St. George Utah: This summer I was discussing this exact topic with a friend and we agreed that St. George would be in our 'Top 5 recommendation' list for a European visiting the US to climb. Take a look at the 'Mojave Limestone' guide book, the quality of the limestone around St. George is amazing. The benefits to staying in St. George instead of Vegas is that you'll have better access to Zion NP for any trad climbing you'll want to do. Also better Airbnb options there too IMHO. But really the whole area is just gorgeous and I think offers some of the best and most unique landscape the US has to offer. 

Red River Gorge: Was surprised not more people recommended the Red,... it's where all the cool kids go in the fall! Yes the Red might be literally the safest recommendation for a sport climber coming from Europe since it is truly amazing in both quality and quantity. However it can also get super busy and if you hit a rainy patch in the fall chances are the whole southeast will be rainy so that is a risk to consider. 

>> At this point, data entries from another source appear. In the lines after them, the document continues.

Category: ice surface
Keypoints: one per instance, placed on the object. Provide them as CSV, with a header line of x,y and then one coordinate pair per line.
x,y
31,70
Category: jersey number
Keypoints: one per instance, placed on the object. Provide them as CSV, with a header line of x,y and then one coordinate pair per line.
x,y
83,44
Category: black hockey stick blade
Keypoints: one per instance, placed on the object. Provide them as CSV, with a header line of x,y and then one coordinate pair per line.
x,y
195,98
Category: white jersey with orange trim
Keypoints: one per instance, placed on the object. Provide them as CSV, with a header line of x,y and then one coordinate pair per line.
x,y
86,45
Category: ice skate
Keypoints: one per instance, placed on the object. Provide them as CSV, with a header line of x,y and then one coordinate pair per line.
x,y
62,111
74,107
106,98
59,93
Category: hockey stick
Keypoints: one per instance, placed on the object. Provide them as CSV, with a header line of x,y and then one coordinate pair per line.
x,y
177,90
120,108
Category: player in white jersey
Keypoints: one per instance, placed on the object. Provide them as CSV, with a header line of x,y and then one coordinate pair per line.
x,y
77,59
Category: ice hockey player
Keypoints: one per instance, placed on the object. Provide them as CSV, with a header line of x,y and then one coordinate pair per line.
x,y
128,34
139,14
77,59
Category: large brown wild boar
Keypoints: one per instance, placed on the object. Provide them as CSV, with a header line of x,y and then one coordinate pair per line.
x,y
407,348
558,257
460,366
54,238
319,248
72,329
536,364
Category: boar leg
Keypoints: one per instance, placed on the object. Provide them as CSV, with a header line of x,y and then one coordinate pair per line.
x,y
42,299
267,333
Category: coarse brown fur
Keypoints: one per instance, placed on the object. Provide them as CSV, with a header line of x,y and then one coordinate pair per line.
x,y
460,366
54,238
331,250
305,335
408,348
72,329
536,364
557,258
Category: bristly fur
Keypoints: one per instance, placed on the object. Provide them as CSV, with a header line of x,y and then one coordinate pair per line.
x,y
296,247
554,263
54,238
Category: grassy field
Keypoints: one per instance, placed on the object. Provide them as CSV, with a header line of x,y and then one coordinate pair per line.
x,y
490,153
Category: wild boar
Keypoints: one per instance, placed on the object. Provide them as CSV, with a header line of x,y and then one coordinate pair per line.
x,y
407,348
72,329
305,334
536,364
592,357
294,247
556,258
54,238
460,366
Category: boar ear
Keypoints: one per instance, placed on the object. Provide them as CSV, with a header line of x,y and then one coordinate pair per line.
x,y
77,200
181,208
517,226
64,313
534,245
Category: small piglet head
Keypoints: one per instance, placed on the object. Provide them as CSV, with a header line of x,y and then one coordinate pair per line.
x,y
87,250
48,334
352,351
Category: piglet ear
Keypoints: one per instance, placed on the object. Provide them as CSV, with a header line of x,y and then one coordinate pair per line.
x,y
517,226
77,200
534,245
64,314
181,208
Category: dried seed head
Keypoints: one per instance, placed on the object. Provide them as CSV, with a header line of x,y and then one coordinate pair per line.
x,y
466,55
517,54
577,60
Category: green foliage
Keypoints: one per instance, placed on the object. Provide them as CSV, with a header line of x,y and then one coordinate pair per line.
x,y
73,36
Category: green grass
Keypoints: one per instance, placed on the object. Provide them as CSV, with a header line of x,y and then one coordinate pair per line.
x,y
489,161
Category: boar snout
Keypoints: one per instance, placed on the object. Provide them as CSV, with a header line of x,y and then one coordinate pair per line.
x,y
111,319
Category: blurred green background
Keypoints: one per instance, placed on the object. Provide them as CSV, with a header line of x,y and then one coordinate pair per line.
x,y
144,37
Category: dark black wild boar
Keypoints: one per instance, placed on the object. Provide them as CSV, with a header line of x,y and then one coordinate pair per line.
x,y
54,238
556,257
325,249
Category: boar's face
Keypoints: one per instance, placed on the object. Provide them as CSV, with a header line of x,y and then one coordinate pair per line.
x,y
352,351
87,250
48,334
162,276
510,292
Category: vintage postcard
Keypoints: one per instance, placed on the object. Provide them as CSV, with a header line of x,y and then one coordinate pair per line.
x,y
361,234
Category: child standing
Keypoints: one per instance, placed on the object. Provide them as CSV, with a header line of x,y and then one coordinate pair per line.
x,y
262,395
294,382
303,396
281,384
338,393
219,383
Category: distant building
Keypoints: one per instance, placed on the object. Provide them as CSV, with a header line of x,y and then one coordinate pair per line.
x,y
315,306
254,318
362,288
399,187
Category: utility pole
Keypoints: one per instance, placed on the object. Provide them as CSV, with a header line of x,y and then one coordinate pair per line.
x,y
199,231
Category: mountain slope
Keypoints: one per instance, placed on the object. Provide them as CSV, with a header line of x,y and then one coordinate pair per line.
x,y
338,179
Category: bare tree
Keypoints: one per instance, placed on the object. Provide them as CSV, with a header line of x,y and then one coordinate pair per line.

Tuolumne/Bishop/Eastern Sierra: This whole area holds a special place in my heart and is my personal favorite area to climb. Risks here are wildfire season occurs in the autumn can potentially make it impossible to breath outside. Seriously, the past few (5) years have been no joke.But the area is vast and you can usually find an option, it just means you might have to go bouldering. The Alpine climbing is brilliant but that's more of a summer thing unless you visit in September. For Sport, the development at Pine Creek Canyon over that past few years has been really quite amazing. Stiff as nails and a bit spicy but that should be right up your alley as a Brit. Actually super good Trad climbing in Pine Creek as well. 

Post edited at 18:22
OP K8Wilson 13 Jan 2023
In reply to Brian K:

Thanks you for taking the time to write an indepth response - it is greatly appreciated.